Serious adverse events (grade 3, 4), including blood clots and fistulas, occurred in less than 10 percent of patients getting bevacizumab. No new adverse events associated with the drug were discovered.
The trial enrolled 452 patients in the United States and Spain with metastatic, recurrent or persistent cervical cancer not curable with standard treatment between 2009 and 2012.
The findings have already changed U.S. treatment for advanced cervical cancer. Within a month of the study’s presentation at the June 2013 meeting of the American Society of Clinical Oncology, the National Comprehensive Cancer Network listed the cisplatin-paclitaxel-bevacizumab triplet in the NCCN Cervical Cancer Treatment Guidelines Update.

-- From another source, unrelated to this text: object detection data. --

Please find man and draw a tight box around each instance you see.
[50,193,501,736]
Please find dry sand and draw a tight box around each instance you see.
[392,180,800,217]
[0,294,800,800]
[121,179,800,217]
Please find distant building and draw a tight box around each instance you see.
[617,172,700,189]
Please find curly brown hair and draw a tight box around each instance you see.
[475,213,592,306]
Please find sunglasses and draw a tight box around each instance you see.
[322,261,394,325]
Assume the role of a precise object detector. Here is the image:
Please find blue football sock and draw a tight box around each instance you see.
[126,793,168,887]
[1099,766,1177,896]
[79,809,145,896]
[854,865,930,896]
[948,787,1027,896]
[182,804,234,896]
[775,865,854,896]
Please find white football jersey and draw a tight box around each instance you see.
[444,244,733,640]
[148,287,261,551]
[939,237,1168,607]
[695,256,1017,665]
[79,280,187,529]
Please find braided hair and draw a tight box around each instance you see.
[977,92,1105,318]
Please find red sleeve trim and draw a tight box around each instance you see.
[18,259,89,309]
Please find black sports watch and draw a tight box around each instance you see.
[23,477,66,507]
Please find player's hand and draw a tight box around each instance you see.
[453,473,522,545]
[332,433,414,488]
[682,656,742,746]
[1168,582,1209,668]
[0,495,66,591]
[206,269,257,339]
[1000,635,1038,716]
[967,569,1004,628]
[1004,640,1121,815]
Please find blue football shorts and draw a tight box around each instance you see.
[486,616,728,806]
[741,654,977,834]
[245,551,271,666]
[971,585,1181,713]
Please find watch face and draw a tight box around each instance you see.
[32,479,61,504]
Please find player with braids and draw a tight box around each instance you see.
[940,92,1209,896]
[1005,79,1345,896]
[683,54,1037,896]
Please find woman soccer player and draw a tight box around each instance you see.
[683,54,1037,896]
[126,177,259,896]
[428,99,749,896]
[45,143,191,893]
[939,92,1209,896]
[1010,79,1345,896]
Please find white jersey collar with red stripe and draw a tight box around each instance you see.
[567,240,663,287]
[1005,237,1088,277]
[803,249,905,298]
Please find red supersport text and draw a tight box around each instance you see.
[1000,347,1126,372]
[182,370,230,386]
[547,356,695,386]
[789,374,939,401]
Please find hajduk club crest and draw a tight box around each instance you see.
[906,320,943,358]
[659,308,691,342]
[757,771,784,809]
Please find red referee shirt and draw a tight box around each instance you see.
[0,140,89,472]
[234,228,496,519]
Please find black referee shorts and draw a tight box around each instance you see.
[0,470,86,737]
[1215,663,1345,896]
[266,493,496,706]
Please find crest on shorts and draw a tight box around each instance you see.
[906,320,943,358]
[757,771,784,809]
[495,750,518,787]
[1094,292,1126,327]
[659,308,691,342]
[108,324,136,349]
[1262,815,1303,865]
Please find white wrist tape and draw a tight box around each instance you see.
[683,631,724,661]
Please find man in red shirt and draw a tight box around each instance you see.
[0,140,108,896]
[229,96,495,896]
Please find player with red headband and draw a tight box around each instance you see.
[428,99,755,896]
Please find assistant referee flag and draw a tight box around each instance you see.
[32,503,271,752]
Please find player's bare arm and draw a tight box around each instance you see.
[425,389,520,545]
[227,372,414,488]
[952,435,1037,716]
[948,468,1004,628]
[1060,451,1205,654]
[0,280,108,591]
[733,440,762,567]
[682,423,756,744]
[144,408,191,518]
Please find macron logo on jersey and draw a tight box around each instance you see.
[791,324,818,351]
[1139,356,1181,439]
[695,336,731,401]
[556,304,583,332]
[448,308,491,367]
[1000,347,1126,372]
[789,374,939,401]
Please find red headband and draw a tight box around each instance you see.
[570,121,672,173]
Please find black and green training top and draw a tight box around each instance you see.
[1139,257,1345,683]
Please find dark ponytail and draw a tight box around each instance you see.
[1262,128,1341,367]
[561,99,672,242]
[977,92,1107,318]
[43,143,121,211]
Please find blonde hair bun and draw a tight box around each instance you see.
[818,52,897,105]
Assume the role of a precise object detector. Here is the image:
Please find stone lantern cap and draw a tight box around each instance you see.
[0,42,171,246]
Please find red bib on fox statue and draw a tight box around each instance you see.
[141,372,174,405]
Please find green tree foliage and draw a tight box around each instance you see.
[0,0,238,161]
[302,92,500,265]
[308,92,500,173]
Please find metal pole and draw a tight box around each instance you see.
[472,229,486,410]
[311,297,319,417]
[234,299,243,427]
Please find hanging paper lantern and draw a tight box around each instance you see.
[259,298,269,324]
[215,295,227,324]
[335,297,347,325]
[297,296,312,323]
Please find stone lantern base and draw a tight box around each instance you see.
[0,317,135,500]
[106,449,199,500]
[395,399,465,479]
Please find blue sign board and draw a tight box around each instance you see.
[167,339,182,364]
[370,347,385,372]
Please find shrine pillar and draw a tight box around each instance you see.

Tewari said the NCCN listing now permits some patients with HMO and PPO insurance to complement their treatment with bevacizumab. Also, Medicare and Medicaid beneficiaries will be able to receive the drug for treatment of advanced cervical cancer if and when the U.S. Food & Drug Administration approves its use in that capacity. Drug manufacturer Genentech will file for approval.
The trial results concerning the non-superiority of the non-platinum chemotherapy doublet were first presented at the March 2013 annual meeting on women's cancer by the Society of Gynecologic Oncology; the presentation was the meeting’s No. 1 abstract and garnered the SGO Presidential Award for Most Outstanding Scientific Abstract as well as the coveted Hugh Barber Lectureship designation. The survival data concerning bevacizumab was later presented at the June 2013 American Society of Clinical Oncology annual meeting, the world's largest oncology meeting. The abstract was one of five of the more than 5,500 abstract submissions to be featured in the ASCO general plenary session.
The multiple center, multinational trial — known as GOG 240 — was conducted by the Gynecologic Oncology Group and was funded by the National Cancer Institute. Genentech provided support for the trial under the Cooperative Research & Development Agreement with NCI for the clinical development of bevacizumab.
Tewari, Dr. Robert E. Bristow, Dr. Leslie M. Randall and Dr. Michael L. Berman of UCI Health enrolled patients at UC Irvine Medical Center in Orange, Calif. Dr. Philip J. Di Saia, professor emeritus in the UCI Health Department of Obstetrics & Gynecology, was chair of the Gynecologic Oncology Group during the entire GOG 240 study period.